Depuy ASR Hip Statute of Limitations May Expire in August for Some

As the two year anniversary of the DePuy ASR hip replacement recall approaches next month, time may be running out for some individuals to file a lawsuit over problems caused by the metal-on-metal hip.

DePuy Orthopaedics, a subsidiary of Johnson & Johnson, announced that they were recalling the DePuy ASR Hip Resurfacing System and XL Acetabular System in August 2010, impacting more than 93,000 devices sold worldwide.

At the time of the recall, the manufacturer acknowledged that post-marketing data suggested that up to 13% of the implants may fail within 5 years. However, more recent estimates have suggested that the DePuy ASR failure rate might be substantially higher.

Over the past two years, more than 6,000 people have filed a DePuy ASR lawsuit, alleging that the manufacturer knew or should have known that the implant was defective long before it was removed from the market.

As a result of the failure to recall the device earlier or provide warnings about the risk of problems, Plaintiffs claim that they have experienced or are at risk of experiencing early failure of their implant, as well as other health problems that may result from the microscopic metal particles released as the metal parts rub against each other.

Potential Statute of Limitations for DePuy ASR Hip Claims

Every product liability claim has a deadline, known as the statute of limitations, which requires that a lawsuit be filed within a certain amount of time after a cause of action arises or the injuries are discovered.

The exact calculation of the statute of limitations period in each DePuy ASR hip lawsuit depends on the circumstances surrounding that claim and the laws of the state where the surgery occurred. About half of the states in the U.S. have a statute of limitations period of only two years, but some states do allow additional time.

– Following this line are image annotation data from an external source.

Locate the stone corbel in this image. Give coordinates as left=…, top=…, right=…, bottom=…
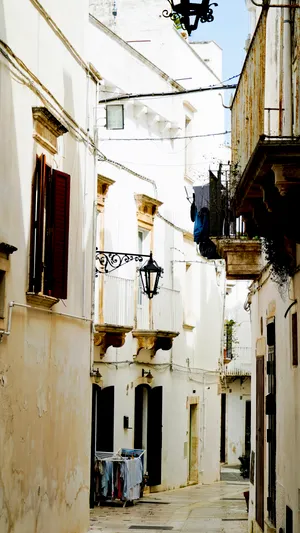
left=94, top=324, right=132, bottom=357
left=134, top=194, right=162, bottom=231
left=272, top=164, right=300, bottom=196
left=32, top=107, right=68, bottom=154
left=132, top=329, right=179, bottom=357
left=97, top=174, right=115, bottom=213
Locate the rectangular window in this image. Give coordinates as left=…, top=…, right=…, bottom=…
left=0, top=270, right=6, bottom=318
left=106, top=105, right=124, bottom=130
left=292, top=313, right=298, bottom=366
left=29, top=155, right=70, bottom=299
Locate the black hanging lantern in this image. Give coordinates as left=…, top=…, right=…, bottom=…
left=162, top=0, right=218, bottom=35
left=140, top=252, right=164, bottom=300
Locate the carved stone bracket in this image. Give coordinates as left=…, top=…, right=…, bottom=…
left=132, top=329, right=179, bottom=357
left=94, top=324, right=132, bottom=357
left=272, top=164, right=300, bottom=196
left=32, top=107, right=68, bottom=154
left=97, top=174, right=115, bottom=213
left=213, top=239, right=262, bottom=280
left=135, top=194, right=162, bottom=231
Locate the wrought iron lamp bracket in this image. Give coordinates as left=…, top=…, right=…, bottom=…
left=96, top=248, right=150, bottom=278
left=162, top=0, right=218, bottom=35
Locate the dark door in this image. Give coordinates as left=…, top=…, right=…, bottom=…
left=96, top=386, right=115, bottom=452
left=90, top=385, right=101, bottom=509
left=266, top=321, right=276, bottom=526
left=147, top=387, right=163, bottom=486
left=245, top=400, right=251, bottom=455
left=220, top=393, right=226, bottom=463
left=134, top=385, right=144, bottom=450
left=255, top=357, right=265, bottom=531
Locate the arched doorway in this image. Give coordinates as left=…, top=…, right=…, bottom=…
left=134, top=384, right=163, bottom=486
left=90, top=384, right=115, bottom=508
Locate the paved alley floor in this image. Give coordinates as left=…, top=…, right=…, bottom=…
left=89, top=481, right=248, bottom=533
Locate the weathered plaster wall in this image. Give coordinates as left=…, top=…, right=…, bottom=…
left=0, top=0, right=95, bottom=533
left=250, top=266, right=300, bottom=531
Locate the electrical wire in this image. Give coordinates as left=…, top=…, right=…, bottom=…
left=98, top=83, right=237, bottom=104
left=99, top=130, right=231, bottom=142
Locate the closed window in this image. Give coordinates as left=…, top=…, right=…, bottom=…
left=29, top=155, right=70, bottom=299
left=106, top=105, right=124, bottom=130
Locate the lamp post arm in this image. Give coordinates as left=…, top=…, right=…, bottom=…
left=95, top=248, right=151, bottom=277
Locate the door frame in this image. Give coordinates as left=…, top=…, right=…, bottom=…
left=186, top=396, right=200, bottom=484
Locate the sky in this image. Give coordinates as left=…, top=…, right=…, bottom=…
left=190, top=0, right=250, bottom=112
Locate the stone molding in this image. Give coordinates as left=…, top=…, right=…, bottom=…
left=32, top=107, right=68, bottom=155
left=97, top=174, right=115, bottom=213
left=26, top=292, right=59, bottom=309
left=134, top=194, right=162, bottom=231
left=132, top=329, right=179, bottom=357
left=94, top=324, right=132, bottom=358
left=212, top=238, right=262, bottom=280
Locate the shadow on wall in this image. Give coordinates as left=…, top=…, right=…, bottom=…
left=0, top=0, right=30, bottom=533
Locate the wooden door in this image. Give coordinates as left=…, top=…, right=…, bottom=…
left=220, top=393, right=226, bottom=463
left=255, top=357, right=265, bottom=531
left=96, top=386, right=115, bottom=452
left=147, top=387, right=163, bottom=486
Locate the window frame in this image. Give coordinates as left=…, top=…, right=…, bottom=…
left=28, top=154, right=71, bottom=300
left=105, top=104, right=125, bottom=131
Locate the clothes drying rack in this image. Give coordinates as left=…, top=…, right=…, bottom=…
left=95, top=448, right=145, bottom=507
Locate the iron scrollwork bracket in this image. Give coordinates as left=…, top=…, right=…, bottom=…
left=96, top=248, right=150, bottom=278
left=162, top=0, right=218, bottom=35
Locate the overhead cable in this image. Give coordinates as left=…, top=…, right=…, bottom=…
left=99, top=130, right=231, bottom=142
left=98, top=83, right=237, bottom=104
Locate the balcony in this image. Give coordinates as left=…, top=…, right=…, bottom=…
left=229, top=10, right=300, bottom=281
left=213, top=237, right=262, bottom=280
left=94, top=274, right=182, bottom=362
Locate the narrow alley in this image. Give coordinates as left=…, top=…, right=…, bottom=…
left=89, top=471, right=248, bottom=533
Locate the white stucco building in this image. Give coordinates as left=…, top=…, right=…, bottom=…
left=0, top=0, right=98, bottom=533
left=221, top=281, right=251, bottom=465
left=89, top=4, right=229, bottom=491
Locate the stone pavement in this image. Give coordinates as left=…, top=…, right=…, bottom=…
left=89, top=474, right=248, bottom=533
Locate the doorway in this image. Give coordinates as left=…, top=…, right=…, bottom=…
left=255, top=357, right=265, bottom=531
left=220, top=392, right=226, bottom=463
left=266, top=319, right=276, bottom=527
left=134, top=384, right=163, bottom=486
left=90, top=384, right=115, bottom=508
left=245, top=400, right=251, bottom=456
left=189, top=403, right=199, bottom=483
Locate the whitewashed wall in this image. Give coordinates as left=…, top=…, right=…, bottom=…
left=223, top=281, right=251, bottom=465
left=0, top=0, right=96, bottom=533
left=90, top=13, right=225, bottom=489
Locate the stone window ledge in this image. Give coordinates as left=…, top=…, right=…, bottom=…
left=132, top=329, right=179, bottom=357
left=26, top=292, right=59, bottom=309
left=94, top=324, right=132, bottom=358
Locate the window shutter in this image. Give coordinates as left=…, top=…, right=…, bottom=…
left=29, top=155, right=46, bottom=293
left=45, top=170, right=70, bottom=299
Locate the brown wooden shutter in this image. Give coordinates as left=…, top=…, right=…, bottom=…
left=45, top=170, right=70, bottom=299
left=29, top=155, right=46, bottom=293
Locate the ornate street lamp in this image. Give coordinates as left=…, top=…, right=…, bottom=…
left=162, top=0, right=218, bottom=35
left=96, top=248, right=164, bottom=299
left=140, top=252, right=163, bottom=300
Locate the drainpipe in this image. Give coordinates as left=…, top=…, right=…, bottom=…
left=282, top=7, right=293, bottom=136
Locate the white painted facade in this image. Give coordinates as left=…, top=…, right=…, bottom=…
left=89, top=9, right=229, bottom=491
left=0, top=0, right=96, bottom=533
left=221, top=281, right=251, bottom=465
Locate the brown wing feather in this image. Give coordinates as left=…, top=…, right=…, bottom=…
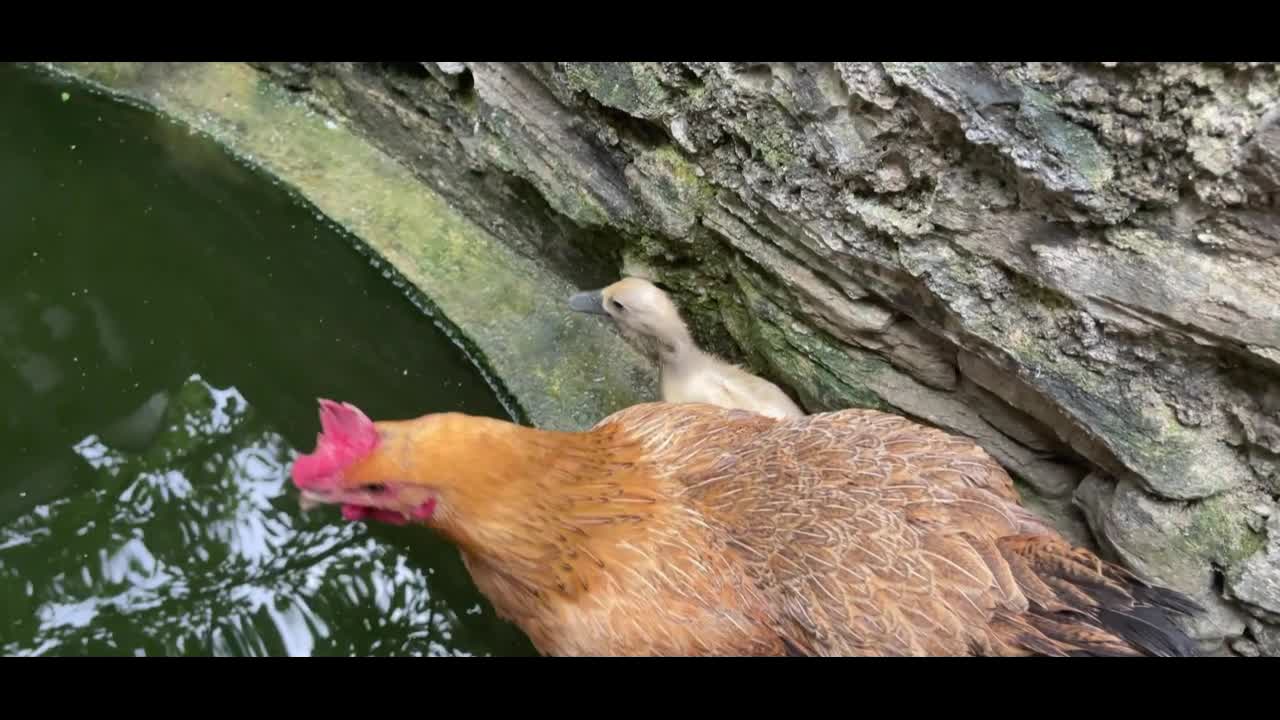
left=619, top=406, right=1194, bottom=656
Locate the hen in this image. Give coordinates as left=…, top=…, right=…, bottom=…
left=293, top=401, right=1199, bottom=656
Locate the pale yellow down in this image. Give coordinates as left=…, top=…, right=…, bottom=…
left=570, top=278, right=805, bottom=418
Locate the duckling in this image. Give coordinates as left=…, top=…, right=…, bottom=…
left=568, top=277, right=805, bottom=419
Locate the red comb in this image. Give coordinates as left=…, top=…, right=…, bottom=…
left=293, top=398, right=378, bottom=489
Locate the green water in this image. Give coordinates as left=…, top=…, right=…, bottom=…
left=0, top=67, right=531, bottom=656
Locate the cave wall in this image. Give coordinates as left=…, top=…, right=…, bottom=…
left=251, top=63, right=1280, bottom=655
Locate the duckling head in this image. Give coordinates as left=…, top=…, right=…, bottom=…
left=568, top=278, right=692, bottom=360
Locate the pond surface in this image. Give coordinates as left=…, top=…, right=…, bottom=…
left=0, top=65, right=532, bottom=655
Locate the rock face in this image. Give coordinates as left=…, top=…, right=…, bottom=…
left=235, top=63, right=1280, bottom=655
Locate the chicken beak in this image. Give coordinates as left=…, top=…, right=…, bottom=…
left=568, top=290, right=608, bottom=315
left=298, top=491, right=329, bottom=512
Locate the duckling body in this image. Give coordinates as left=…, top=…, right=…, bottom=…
left=570, top=278, right=805, bottom=419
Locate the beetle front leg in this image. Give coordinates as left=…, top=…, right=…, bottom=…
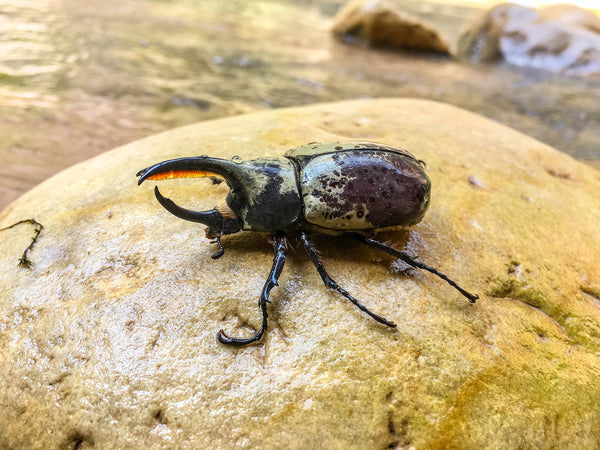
left=217, top=234, right=287, bottom=346
left=353, top=233, right=479, bottom=303
left=300, top=230, right=396, bottom=328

While no court has ruled on the DePuy ASR hip replacement statute of limitations period, it is possible that attorneys for Johnson & Johnson and DePuy may attempt to argue that the two year window to file a claim started running on the date of the recall. Therefore, individuals who are subject to a two year statute of limitations may be barred from obtaining a recovery if their lawsuit is not filed before August 26, 2012.

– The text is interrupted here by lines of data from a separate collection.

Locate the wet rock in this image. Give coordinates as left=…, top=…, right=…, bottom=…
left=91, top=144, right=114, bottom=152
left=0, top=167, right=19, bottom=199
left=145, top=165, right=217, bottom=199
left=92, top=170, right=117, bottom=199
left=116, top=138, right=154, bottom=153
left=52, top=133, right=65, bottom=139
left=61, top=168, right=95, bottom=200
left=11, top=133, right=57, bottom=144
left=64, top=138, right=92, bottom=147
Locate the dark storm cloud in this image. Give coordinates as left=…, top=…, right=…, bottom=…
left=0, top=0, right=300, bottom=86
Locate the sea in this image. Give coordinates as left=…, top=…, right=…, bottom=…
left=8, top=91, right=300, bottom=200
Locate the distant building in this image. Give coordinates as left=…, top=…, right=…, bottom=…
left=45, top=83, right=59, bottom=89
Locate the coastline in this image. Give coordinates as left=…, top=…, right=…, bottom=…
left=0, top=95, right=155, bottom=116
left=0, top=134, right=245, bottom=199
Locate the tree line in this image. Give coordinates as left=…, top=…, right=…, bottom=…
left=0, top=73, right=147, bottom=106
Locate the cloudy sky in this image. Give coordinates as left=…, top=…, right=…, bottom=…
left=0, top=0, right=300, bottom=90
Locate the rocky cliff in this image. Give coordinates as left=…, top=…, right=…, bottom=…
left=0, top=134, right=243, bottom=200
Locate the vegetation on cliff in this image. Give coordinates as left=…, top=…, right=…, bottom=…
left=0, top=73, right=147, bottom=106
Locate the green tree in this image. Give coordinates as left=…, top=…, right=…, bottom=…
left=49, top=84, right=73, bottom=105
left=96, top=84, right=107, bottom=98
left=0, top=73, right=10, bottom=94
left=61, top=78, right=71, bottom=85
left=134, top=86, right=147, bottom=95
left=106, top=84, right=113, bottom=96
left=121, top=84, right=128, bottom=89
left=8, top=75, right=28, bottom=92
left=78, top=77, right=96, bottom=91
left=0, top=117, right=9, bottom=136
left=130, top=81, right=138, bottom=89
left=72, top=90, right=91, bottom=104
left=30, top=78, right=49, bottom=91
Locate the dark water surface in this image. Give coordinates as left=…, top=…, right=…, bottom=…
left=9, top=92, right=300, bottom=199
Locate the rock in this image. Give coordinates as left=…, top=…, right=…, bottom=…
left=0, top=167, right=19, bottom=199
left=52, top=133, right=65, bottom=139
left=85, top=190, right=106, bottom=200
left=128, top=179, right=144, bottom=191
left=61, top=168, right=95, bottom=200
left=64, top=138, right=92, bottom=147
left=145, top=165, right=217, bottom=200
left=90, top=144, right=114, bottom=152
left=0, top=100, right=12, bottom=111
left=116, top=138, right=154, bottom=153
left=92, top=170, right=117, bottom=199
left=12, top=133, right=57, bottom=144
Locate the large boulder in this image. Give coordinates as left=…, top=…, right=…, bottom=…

Metal-on-Metal Hip Replacement Problems

The DePuy ASR is a metal-on-metal hip replacement system, which features chromium and cobalt in it’s ball-and-socket design.  As the metal parts rub against each other, microscopic metal particles may be shed into the body, potentially resulting in metallosis, which may cause the device to loosen or fail.

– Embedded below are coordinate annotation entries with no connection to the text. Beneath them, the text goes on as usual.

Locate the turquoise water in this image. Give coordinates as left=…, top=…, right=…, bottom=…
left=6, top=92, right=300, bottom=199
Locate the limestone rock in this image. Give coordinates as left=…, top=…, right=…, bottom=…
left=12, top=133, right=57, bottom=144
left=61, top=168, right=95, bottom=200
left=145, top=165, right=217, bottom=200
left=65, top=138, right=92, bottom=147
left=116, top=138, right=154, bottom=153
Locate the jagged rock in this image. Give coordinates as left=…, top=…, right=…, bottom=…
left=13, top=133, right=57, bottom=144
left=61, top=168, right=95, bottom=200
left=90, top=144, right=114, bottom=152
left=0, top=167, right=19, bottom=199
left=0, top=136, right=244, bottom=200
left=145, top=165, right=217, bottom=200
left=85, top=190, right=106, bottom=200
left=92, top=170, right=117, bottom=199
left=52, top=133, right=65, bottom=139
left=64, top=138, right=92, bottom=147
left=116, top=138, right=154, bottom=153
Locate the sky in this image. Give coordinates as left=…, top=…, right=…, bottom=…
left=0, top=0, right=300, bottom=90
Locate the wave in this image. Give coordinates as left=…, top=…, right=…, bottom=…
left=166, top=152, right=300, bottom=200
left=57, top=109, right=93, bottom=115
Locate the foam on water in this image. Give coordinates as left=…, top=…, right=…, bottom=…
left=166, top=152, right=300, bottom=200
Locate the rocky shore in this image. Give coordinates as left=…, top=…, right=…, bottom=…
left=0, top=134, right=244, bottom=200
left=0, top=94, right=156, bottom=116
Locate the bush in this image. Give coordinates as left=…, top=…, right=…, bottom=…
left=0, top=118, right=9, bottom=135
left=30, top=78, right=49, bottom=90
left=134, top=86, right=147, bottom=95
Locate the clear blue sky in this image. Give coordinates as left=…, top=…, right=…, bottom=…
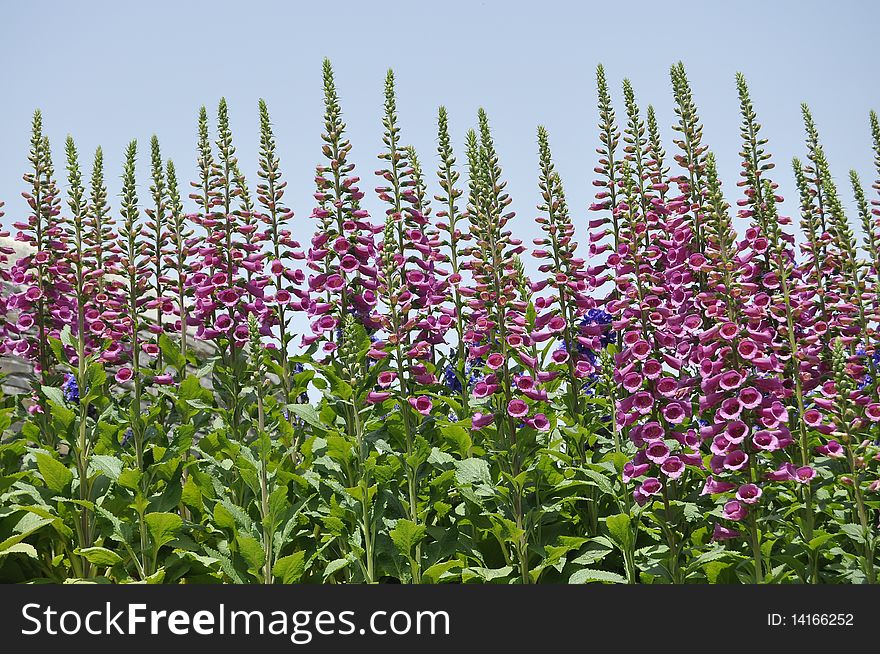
left=0, top=0, right=880, bottom=262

Similar problems have been reported with other metal-on-metal hip replacement systems that have not been recalled, including the DePuy Pinnacle hip, Biomet M2A-Magnum hip and Wright Conserve hip.

In May 2011, the FDA asked device manufacturers to obtain more information about the level at which the metal particles shed by hip replacements becomes dangerous, how much metal they actually shed and what the potential side effects of metallosis are.

On February 28, Britain’s health agency, the Medicines and Healthcare Products Regulatory Agency (MHRA) issued new guidance stating that patients who have received large-head metal hip implants should have blood tests to check for metallosis every year for the rest of their lives.

Last month, an FDA advisory committee recommended that recpients get an  annual blood test to check for metal blood poisoning if the implant was bothering them, and to get an X-ray of the device annually even if ot was not causing a problem.